Talea leaned back in the chair fashioned from the horns of some unknown creature
and waved the question away with one tiny hand.
"Of course I've never fought 'em. Their last attack was sixty-seven years ago."
"The forty-eighth interregnum," said Clothahump. "I remember it."
"And what were the results?" she asked pointedly.
"After considerable fighting and a great loss of life to both sides, the Plated
Folk armies were driven back into the Greendowns. They have not been heard from
since. Until now."
"Meaning we kicked the shit out of 'em," Mudge paraphrased with satisfaction.
"You have the usual confidence of the untested," Clothahump muttered.

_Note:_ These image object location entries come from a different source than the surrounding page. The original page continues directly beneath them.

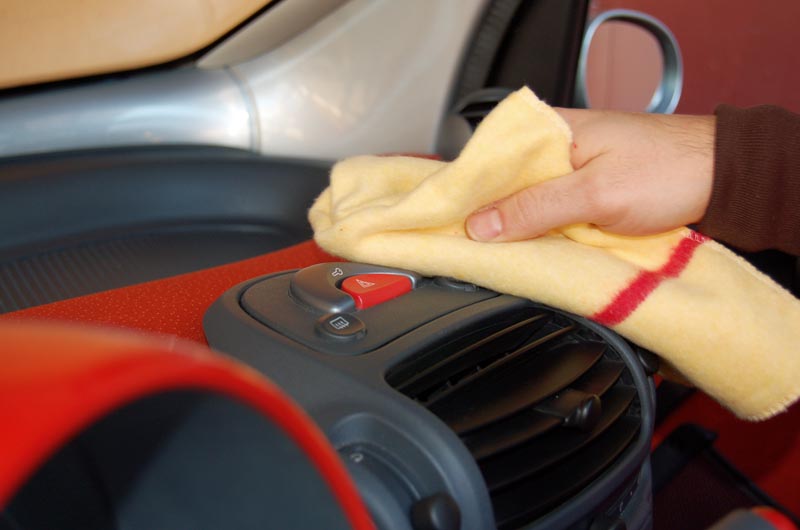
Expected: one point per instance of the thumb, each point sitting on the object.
(534, 211)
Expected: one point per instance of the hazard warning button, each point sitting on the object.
(372, 289)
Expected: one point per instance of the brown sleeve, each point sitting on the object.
(755, 202)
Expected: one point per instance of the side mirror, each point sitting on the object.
(665, 98)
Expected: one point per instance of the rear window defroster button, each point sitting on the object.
(341, 326)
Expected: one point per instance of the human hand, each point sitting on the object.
(635, 174)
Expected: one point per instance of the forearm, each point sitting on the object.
(755, 201)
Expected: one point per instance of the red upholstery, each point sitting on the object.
(769, 452)
(175, 305)
(57, 379)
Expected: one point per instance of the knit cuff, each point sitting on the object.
(755, 201)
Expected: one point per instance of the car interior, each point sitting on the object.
(181, 354)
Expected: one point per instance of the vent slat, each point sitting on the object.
(600, 378)
(526, 460)
(507, 339)
(500, 360)
(524, 382)
(510, 433)
(532, 498)
(531, 423)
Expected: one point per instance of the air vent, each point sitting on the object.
(543, 403)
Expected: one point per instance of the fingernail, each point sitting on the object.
(485, 225)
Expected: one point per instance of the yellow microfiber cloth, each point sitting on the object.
(723, 325)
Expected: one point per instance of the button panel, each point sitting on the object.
(318, 286)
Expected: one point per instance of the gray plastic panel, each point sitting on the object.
(347, 395)
(79, 222)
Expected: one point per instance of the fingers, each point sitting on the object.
(534, 211)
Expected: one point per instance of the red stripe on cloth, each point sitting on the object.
(646, 282)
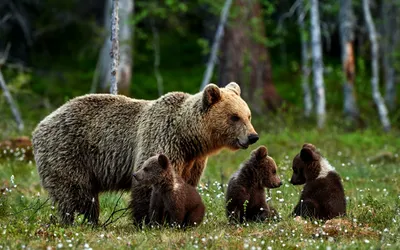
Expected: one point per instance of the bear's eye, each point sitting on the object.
(235, 118)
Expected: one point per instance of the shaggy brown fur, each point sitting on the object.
(172, 200)
(323, 194)
(95, 142)
(245, 196)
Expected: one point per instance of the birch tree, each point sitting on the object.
(245, 57)
(347, 21)
(216, 44)
(7, 94)
(390, 41)
(382, 110)
(114, 48)
(305, 59)
(318, 77)
(102, 75)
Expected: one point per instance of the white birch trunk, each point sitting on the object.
(114, 53)
(13, 105)
(217, 41)
(124, 73)
(390, 34)
(305, 59)
(383, 114)
(103, 69)
(346, 15)
(317, 64)
(156, 49)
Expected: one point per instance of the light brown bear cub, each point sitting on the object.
(172, 200)
(323, 195)
(245, 196)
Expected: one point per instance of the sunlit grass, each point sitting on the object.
(371, 182)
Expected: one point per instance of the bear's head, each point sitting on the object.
(307, 165)
(264, 168)
(228, 117)
(154, 170)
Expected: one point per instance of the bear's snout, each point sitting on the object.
(253, 138)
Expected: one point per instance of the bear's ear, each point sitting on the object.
(309, 145)
(308, 154)
(163, 161)
(260, 153)
(234, 87)
(211, 95)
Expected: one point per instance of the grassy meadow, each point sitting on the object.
(368, 161)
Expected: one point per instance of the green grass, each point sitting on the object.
(368, 162)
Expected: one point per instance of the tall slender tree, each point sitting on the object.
(347, 22)
(382, 110)
(245, 57)
(317, 64)
(305, 59)
(389, 43)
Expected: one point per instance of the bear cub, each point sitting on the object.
(172, 201)
(323, 194)
(246, 199)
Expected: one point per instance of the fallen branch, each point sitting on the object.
(111, 219)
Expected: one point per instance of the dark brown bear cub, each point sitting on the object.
(323, 195)
(245, 197)
(172, 200)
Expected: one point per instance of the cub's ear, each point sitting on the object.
(260, 153)
(163, 161)
(234, 87)
(309, 145)
(308, 154)
(211, 95)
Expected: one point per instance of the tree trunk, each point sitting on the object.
(305, 59)
(124, 70)
(125, 37)
(242, 46)
(317, 64)
(390, 40)
(346, 15)
(13, 105)
(383, 114)
(114, 53)
(216, 44)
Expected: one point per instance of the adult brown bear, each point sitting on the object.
(95, 142)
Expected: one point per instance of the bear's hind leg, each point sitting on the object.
(91, 210)
(195, 217)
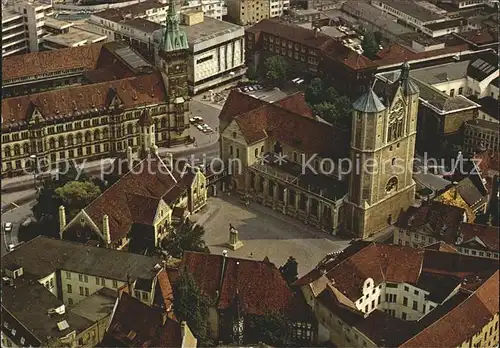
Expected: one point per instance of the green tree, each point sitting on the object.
(276, 70)
(271, 328)
(192, 306)
(76, 195)
(290, 270)
(185, 237)
(314, 92)
(369, 45)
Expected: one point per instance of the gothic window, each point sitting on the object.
(88, 137)
(392, 185)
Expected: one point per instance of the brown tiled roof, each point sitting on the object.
(44, 62)
(470, 316)
(296, 103)
(260, 285)
(135, 324)
(269, 120)
(149, 181)
(290, 31)
(83, 100)
(442, 246)
(377, 261)
(438, 216)
(489, 235)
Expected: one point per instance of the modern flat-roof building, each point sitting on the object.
(23, 26)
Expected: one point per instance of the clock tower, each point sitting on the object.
(382, 152)
(171, 58)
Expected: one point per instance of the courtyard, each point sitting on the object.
(264, 232)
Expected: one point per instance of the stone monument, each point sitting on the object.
(234, 240)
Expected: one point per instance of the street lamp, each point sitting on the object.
(33, 159)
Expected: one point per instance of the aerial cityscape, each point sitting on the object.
(250, 173)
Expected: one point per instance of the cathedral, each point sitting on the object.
(298, 165)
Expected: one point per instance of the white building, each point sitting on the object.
(23, 26)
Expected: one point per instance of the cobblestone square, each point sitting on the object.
(264, 232)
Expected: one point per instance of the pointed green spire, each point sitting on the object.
(174, 38)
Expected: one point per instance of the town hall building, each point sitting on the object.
(285, 158)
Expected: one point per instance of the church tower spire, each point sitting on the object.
(174, 38)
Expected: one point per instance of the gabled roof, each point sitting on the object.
(135, 324)
(135, 196)
(263, 120)
(84, 100)
(369, 102)
(489, 235)
(260, 285)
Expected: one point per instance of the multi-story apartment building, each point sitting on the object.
(480, 135)
(376, 295)
(216, 48)
(96, 118)
(435, 222)
(23, 26)
(46, 277)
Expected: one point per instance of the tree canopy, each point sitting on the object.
(290, 270)
(192, 306)
(369, 45)
(187, 236)
(276, 70)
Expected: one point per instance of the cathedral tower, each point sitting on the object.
(382, 152)
(171, 58)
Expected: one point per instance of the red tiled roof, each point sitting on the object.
(37, 63)
(489, 235)
(381, 263)
(260, 285)
(135, 324)
(470, 316)
(132, 198)
(269, 120)
(296, 103)
(74, 102)
(442, 246)
(438, 216)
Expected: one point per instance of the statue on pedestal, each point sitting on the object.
(234, 240)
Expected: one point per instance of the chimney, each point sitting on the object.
(62, 218)
(129, 285)
(105, 229)
(129, 158)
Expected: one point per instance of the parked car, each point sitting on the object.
(7, 227)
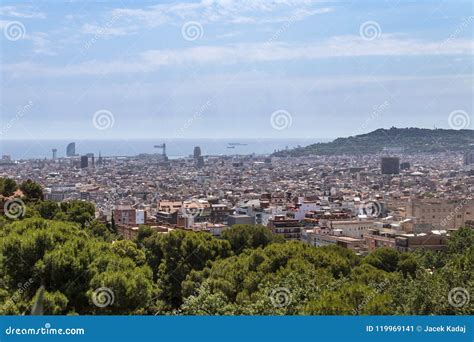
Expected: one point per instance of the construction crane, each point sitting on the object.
(163, 148)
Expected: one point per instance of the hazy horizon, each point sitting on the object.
(213, 69)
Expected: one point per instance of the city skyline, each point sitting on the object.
(222, 69)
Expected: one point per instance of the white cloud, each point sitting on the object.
(342, 46)
(220, 11)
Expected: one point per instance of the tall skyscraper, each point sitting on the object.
(84, 162)
(197, 152)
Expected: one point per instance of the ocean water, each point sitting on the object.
(30, 149)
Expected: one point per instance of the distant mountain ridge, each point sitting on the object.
(409, 140)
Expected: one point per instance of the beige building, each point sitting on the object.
(441, 214)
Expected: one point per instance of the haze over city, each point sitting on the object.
(219, 69)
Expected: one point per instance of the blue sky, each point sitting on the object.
(218, 69)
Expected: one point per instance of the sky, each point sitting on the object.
(233, 69)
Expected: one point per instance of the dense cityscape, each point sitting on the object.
(253, 160)
(359, 202)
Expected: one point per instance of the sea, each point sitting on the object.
(175, 148)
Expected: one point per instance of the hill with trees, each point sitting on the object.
(410, 140)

"What about the previous battle, and the one before that, and the thirty-fifth
interregnum, which the histories say was such a Plated fiasco, and all the
battles and fighting back to the beginning of the Gate's foundations?"
"All true," Clothahump admitted. "In all that time they have not so much as
topped the Gate. But I fear this time will be far different. Different from
anything a warmlander can imagine."
Talea leaned forward in the chair. "Why?"

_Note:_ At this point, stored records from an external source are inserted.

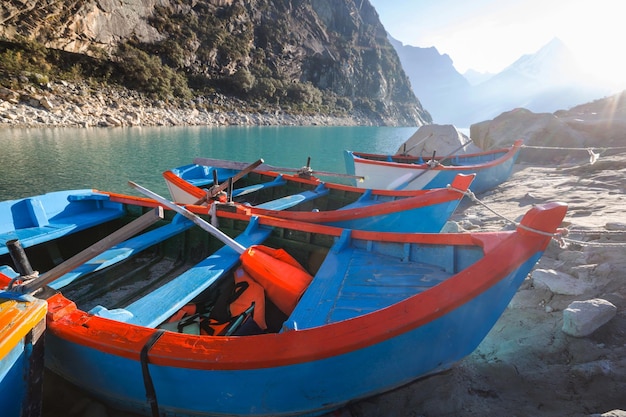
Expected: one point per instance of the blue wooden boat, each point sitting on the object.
(405, 172)
(22, 323)
(307, 199)
(377, 310)
(49, 217)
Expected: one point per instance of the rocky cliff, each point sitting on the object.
(321, 54)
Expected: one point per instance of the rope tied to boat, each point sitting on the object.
(560, 236)
(593, 156)
(145, 372)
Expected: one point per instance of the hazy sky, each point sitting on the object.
(489, 35)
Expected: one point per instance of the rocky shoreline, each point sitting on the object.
(63, 104)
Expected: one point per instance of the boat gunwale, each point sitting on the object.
(233, 353)
(408, 200)
(507, 154)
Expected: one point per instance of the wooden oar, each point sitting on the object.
(221, 163)
(92, 251)
(217, 188)
(191, 216)
(405, 183)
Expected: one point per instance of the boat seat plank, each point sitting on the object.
(156, 307)
(370, 282)
(278, 181)
(124, 250)
(34, 220)
(295, 199)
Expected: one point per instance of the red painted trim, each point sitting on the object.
(230, 353)
(507, 153)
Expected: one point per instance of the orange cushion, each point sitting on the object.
(255, 293)
(282, 277)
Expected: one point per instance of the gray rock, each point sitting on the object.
(559, 282)
(582, 318)
(443, 139)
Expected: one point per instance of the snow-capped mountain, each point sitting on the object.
(546, 81)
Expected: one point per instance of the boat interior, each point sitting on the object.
(149, 279)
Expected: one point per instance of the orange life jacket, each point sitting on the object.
(248, 291)
(282, 277)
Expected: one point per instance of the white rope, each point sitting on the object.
(576, 149)
(558, 236)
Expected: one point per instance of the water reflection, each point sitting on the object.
(36, 161)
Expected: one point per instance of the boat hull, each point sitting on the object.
(382, 309)
(315, 386)
(406, 173)
(22, 324)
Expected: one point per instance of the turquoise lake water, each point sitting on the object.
(36, 161)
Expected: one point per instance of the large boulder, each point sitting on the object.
(563, 135)
(535, 128)
(442, 139)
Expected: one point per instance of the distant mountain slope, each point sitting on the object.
(546, 81)
(435, 81)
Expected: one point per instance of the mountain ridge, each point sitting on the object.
(546, 81)
(304, 57)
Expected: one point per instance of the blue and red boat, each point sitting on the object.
(406, 172)
(22, 324)
(150, 325)
(307, 199)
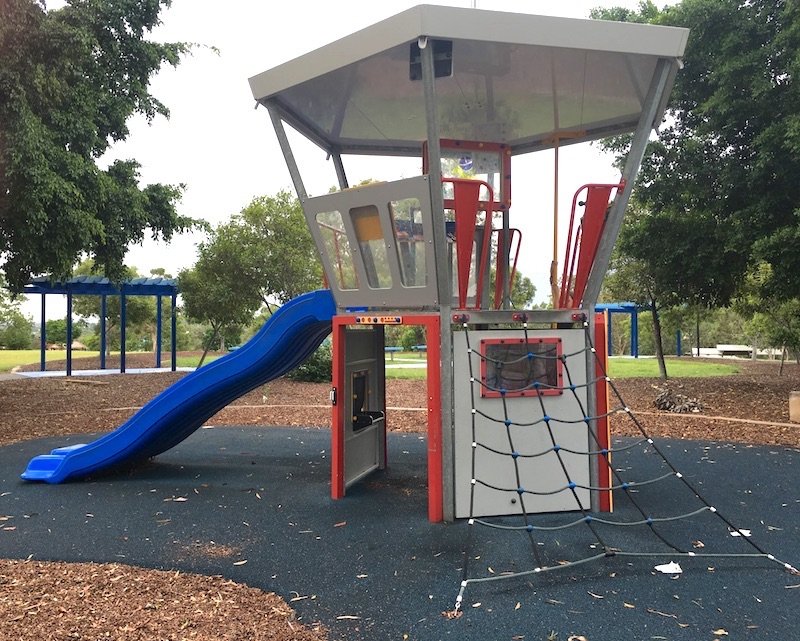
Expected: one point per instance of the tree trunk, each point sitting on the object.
(662, 364)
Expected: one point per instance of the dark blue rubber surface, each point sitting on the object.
(371, 568)
(288, 338)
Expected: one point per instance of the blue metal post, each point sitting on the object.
(174, 329)
(103, 343)
(69, 332)
(158, 331)
(43, 338)
(122, 321)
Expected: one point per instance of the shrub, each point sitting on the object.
(316, 369)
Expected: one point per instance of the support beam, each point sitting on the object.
(43, 337)
(288, 155)
(443, 282)
(103, 329)
(69, 333)
(122, 322)
(647, 122)
(174, 320)
(157, 346)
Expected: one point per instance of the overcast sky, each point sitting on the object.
(225, 151)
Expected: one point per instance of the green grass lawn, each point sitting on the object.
(676, 368)
(10, 358)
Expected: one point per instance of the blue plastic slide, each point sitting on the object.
(288, 338)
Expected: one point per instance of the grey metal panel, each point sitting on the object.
(364, 449)
(442, 272)
(541, 474)
(398, 296)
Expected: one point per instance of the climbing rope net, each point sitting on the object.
(517, 373)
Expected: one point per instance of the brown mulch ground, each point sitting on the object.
(83, 601)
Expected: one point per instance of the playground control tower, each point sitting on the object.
(466, 91)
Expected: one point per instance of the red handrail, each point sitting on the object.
(580, 252)
(466, 204)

"Because a new element has been introduced into the equation, my dear ignorant
youngling. A profound stress presses dangerously on the fabric of fate. The
balance between the Plated Folk and the warmlander has been seriously altered. I
have sensed this, have felt it, for many months now, though I could not connect
my unease directly to the Plated Ones. Now I have done that, and the nature of
the threat at once becomes clear and thrice magnified.

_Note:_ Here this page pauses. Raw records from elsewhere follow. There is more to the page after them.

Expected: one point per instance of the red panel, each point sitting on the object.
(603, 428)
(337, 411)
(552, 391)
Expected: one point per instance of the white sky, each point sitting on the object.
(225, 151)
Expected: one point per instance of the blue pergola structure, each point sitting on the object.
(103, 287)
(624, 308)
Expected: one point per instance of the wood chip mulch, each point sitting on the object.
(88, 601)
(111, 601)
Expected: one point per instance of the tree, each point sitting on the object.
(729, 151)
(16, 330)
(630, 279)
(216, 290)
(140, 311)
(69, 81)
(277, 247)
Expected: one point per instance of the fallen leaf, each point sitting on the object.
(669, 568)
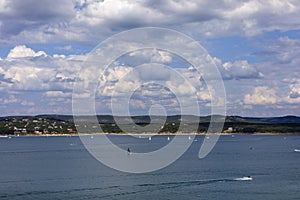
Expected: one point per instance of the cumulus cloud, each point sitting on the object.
(80, 20)
(239, 69)
(261, 95)
(22, 52)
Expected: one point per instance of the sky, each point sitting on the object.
(255, 45)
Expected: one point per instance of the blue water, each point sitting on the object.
(61, 168)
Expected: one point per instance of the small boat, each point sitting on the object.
(245, 178)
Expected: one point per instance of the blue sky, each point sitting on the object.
(255, 45)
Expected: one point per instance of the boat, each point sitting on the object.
(245, 178)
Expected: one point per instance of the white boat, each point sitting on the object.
(245, 178)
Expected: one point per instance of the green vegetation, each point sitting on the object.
(63, 124)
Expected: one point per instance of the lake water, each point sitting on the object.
(61, 168)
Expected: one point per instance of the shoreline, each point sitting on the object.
(145, 134)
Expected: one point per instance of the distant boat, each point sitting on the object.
(245, 178)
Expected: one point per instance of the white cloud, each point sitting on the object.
(261, 95)
(89, 20)
(240, 69)
(22, 51)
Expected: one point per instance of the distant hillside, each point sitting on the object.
(55, 124)
(175, 118)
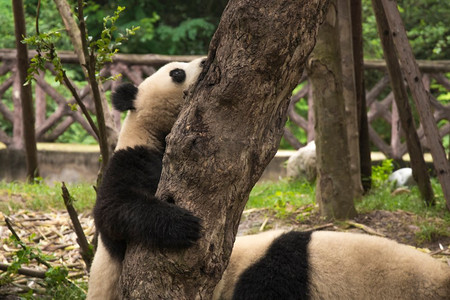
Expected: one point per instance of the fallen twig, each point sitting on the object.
(22, 244)
(85, 249)
(24, 271)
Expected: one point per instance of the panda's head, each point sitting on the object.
(154, 106)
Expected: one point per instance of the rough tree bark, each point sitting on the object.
(333, 170)
(26, 95)
(224, 138)
(349, 93)
(363, 125)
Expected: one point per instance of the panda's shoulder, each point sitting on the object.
(124, 96)
(138, 167)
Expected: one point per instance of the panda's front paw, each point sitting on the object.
(182, 231)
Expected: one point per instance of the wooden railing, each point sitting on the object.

"Hence my desperate casting for one who could divine and perhaps affect this
alteration. You, Jon-Tom, and now you, my dear," and he nodded toward a watchful
Flores Quintera.
She shook black strands from her face, clasped both arms around her knees as she
stared raptly at him.
"Ahhh, I can't believe it, guv'nor," Mudge said with a disdainful sniff. "The
Plated Folk 'ave never made it t' the top o' the Gate as you say. If they did,
why, we'd annihilate 'em there at our leisure."
"The assurance of the young," murmured Clothahump, but he let the otter have his
say.
" 'Tis only because the warmlander fighters o' the past wanted some decent
competition that they sallied out from behind the Gate t' meet the Plated Folk
in the Pass, or there'd o' been even more unequal combat than history tells us
of. I'm surprised they keep a-tryin'."
"Oh, they will keep 'a-tryin', my fuzzy friend, until they are completely
obliterated, or we are."
"And you're so sure this great unknown whateveritis that you know nothin' about
'as given those smelly monstrosities an edge they've never 'ad before?"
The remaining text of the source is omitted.